Agent libOS prevented 100% of unauthorized side effects across 27 deterministic tasks, with only a 7% conservative false-denial rate, enabling safe self-evolution for LLM agents.

agent libosllm agentscapability controlpermission escalationruntime safetysystems engineering

Agent libOS completed all task plans and blocked every modeled unauthorized side effect across 27 deterministic safety benchmarks. That's zero permission-escalation incidents with a 7.0% conservative false-denial rate — meaning it's strict but not dumb.

What Self-Evolving Agents Break

LLM agents are evolving from fixed tool callers into long-running software actors. They accumulate memory, synthesize new tools with JIT code generation, fork child agents, attach remote resources, and checkpoint their entire state into reusable execution images. Each of these mechanisms exposes a new attack surface: if exposing an action also grants the authority to perform it, self-evolution becomes a permission-escalation path. The paper calls this out cleanly — every new capability you give an agent becomes a potential privilege escalation vector the moment the agent decides to evolve itself.

Capabilities, Not Sandboxes

Agent libOS represents each agent as an AgentProcess with explicit identity, object memory, message queues, a tool table, loaded Skills, a Deno/TypeScript JIT runtime, child processes, budgets, checkpoints, and capabilities. The critical invariant: model-visible affordances can evolve (new tools, new skills, new prompts), but resource authority changes only through audited runtime primitives. Filesystem, shell, human, memory, process, checkpoint, JSON-RPC, MCP, and PTY authority — none of these can be granted by an evolved action alone. The prototype enforces process-local namespaces, syscall-mediated JIT, trusted Runtime Modules, and object-bound PTY sessions. This is capability-based security applied to the agent runtime itself, not just wrapping a sandbox around it.
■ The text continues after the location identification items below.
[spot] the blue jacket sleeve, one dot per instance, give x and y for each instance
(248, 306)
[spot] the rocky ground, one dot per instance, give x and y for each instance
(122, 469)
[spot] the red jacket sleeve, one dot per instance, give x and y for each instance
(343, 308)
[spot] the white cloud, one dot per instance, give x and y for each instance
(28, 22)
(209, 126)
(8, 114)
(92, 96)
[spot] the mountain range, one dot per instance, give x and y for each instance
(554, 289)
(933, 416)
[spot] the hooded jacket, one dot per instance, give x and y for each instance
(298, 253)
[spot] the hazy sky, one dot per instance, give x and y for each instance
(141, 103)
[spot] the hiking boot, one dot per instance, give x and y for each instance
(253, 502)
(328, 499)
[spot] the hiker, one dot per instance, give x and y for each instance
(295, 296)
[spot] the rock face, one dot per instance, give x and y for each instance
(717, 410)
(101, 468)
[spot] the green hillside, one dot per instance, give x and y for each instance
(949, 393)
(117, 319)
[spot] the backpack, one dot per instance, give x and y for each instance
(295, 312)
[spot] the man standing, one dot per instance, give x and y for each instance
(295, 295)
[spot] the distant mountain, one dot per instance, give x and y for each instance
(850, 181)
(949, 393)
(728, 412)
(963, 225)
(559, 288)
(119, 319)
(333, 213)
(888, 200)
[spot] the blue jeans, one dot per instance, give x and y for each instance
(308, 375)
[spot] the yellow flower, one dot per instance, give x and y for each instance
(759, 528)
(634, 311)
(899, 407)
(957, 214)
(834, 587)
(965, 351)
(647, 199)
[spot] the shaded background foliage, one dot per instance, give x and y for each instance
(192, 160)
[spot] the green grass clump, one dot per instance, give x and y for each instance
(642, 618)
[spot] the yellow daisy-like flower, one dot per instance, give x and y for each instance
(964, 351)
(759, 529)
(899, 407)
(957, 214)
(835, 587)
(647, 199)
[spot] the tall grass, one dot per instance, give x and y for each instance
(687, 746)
The Benchmark That Caught Wrappers Flat-Footed

The authors built 27 versioned deterministic tasks that model realistic self-evolution scenarios. Simple wrapper and sandbox baselines preserved task completion but failed most safety checks — they blocked nothing real. Agent libOS prevented all unauthorized side effects, and the 7% false-denial rate came from conservative overrides that a human-in-the-loop could clear. That false-denial rate is honest engineering: you want false positives in safety, not false negatives.

By making checkpoint-derived images and tool synthesis capability-controlled, Agent libOS turns self-evolution from a security headache into a safe, auditable pattern for long-running LLM agents.